Page MenuHomePhabricator

LuaSandbox should clean up short_src for multibyte-safe truncation
Closed, DuplicatePublic

Description

We've recently been seeing errors like:

[XkxDVwpAICkAAJlsYmYAAAAC] /wiki/%D0%A4%D1%80%D1%8D%D0%B4%D1%8D%D1%80%D1%8B%D0%BA_%D0%9F%D0%B0%D1%81%D1%96   Exception from line 1570 of /srv/mediawiki/php-1.35.0-wmf.19/includes/resourceloader/ResourceLoader.php: JSON serialization of config data failed. This usually means the config data is not valid UTF-8.

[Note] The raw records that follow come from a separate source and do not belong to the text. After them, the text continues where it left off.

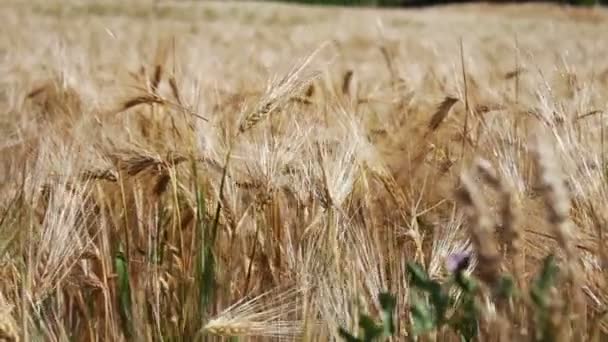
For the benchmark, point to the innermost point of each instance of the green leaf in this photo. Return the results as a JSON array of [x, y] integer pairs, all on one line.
[[388, 304], [370, 329], [347, 336], [422, 318], [546, 280], [124, 293], [418, 276]]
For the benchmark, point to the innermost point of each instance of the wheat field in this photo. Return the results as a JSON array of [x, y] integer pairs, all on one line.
[[197, 171]]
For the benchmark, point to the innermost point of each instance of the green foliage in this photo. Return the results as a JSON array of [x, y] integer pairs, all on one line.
[[540, 294], [124, 293], [370, 330], [433, 306]]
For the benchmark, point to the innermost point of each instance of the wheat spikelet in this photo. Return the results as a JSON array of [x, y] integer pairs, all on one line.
[[280, 91], [8, 326], [440, 114], [266, 315], [481, 230], [557, 204], [509, 217]]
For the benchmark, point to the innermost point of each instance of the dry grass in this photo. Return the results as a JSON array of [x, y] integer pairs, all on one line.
[[203, 171]]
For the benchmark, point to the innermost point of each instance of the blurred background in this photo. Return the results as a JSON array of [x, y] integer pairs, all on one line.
[[412, 3]]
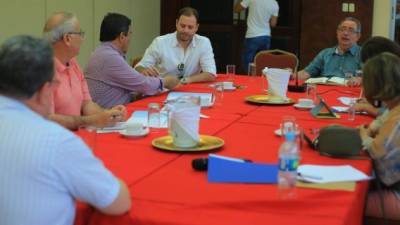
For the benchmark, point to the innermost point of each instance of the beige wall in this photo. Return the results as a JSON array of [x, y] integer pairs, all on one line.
[[28, 16], [382, 18]]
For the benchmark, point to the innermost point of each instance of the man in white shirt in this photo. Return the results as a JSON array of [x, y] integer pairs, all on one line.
[[44, 168], [183, 53], [263, 14]]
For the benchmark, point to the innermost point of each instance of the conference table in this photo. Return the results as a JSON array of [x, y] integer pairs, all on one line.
[[165, 190]]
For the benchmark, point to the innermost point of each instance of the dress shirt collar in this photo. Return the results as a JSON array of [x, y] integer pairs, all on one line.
[[352, 50], [175, 42], [60, 67]]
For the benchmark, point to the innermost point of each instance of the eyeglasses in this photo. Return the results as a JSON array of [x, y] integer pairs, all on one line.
[[80, 33], [348, 30], [181, 68]]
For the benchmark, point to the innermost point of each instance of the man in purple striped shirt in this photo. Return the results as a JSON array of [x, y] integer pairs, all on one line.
[[110, 78]]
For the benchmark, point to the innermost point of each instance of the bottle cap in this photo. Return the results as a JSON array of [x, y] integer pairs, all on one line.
[[290, 136]]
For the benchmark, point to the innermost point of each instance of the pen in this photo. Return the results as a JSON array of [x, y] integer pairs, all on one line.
[[309, 176]]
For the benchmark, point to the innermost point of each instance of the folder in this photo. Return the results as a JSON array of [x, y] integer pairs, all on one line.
[[223, 169]]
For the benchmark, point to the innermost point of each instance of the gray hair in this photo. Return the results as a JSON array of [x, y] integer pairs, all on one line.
[[55, 32], [26, 64]]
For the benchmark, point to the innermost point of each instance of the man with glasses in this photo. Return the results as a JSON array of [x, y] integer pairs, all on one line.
[[183, 53], [110, 78], [341, 59], [72, 103], [44, 168]]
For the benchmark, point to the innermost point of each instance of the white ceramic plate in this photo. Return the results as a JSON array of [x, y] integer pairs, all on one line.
[[144, 133], [298, 106], [278, 132]]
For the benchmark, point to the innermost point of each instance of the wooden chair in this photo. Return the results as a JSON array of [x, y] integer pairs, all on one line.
[[275, 59]]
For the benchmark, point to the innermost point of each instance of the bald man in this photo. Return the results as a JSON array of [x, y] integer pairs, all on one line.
[[72, 105]]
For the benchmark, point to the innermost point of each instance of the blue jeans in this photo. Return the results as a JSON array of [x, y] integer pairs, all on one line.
[[251, 47]]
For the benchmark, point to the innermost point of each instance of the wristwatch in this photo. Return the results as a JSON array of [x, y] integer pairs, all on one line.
[[184, 80]]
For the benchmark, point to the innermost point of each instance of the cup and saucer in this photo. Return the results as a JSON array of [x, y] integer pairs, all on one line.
[[134, 130], [304, 104], [226, 85]]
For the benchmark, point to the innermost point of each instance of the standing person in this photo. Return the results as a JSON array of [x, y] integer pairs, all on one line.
[[184, 54], [110, 78], [263, 14], [72, 105], [44, 168]]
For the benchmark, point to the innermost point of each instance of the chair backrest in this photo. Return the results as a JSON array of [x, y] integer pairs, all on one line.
[[275, 59], [135, 61]]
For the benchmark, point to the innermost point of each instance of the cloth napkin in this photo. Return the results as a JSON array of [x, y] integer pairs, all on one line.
[[278, 80]]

#0 /srv/mediawiki/php-1.35.0-wmf.19/includes/OutputPage.php(3181): ResourceLoader::makeConfigSetScript(array)
#1 /srv/mediawiki/php-1.35.0-wmf.19/includes/skins/Skin.php(687): OutputPage->getBottomScripts()
#2 /srv/mediawiki/php-1.35.0-wmf.19/includes/skins/SkinTemplate.php(459): Skin->bottomScripts()
#3 /srv/mediawiki/php-1.35.0-wmf.19/includes/skins/SkinTemplate.php(217): SkinTemplate->prepareQuickTemplate()
#4 /srv/mediawiki/php-1.35.0-wmf.19/includes/OutputPage.php(2593): SkinTemplate->outputPage()
#5 /srv/mediawiki/php-1.35.0-wmf.19/includes/MediaWiki.php(978): OutputPage->output(boolean)
#6 /srv/mediawiki/php-1.35.0-wmf.19/includes/MediaWiki.php(991): MediaWiki->{closure}()
#7 /srv/mediawiki/php-1.35.0-wmf.19/includes/MediaWiki.php(534): MediaWiki->main()
#8 /srv/mediawiki/php-1.35.0-wmf.19/index.php(47): MediaWiki->run()
#9 /srv/mediawiki/w/index.php(3): require(string)
#10 {main}

This happens because the Scribunto portion of the parser limit report contains invalid UTF-8. The profiler report contains strings like function_name <pagename:123>, which are generated in luasandbox_timer_profiler_hook using short_src, which is a truncated version of the page name. It appears that Lua internally generates this by truncating the page name to 60 bytes, without being aware of multibyte characters. When the truncation splits a multibyte character (which seems like it wouldn't happen because 60 is a multiple of 2, 3 and 4, but it's guaranteed to happen if there's a / in the name), it leaves behind invalid UTF-8, which then causes problems later on, including the exception above.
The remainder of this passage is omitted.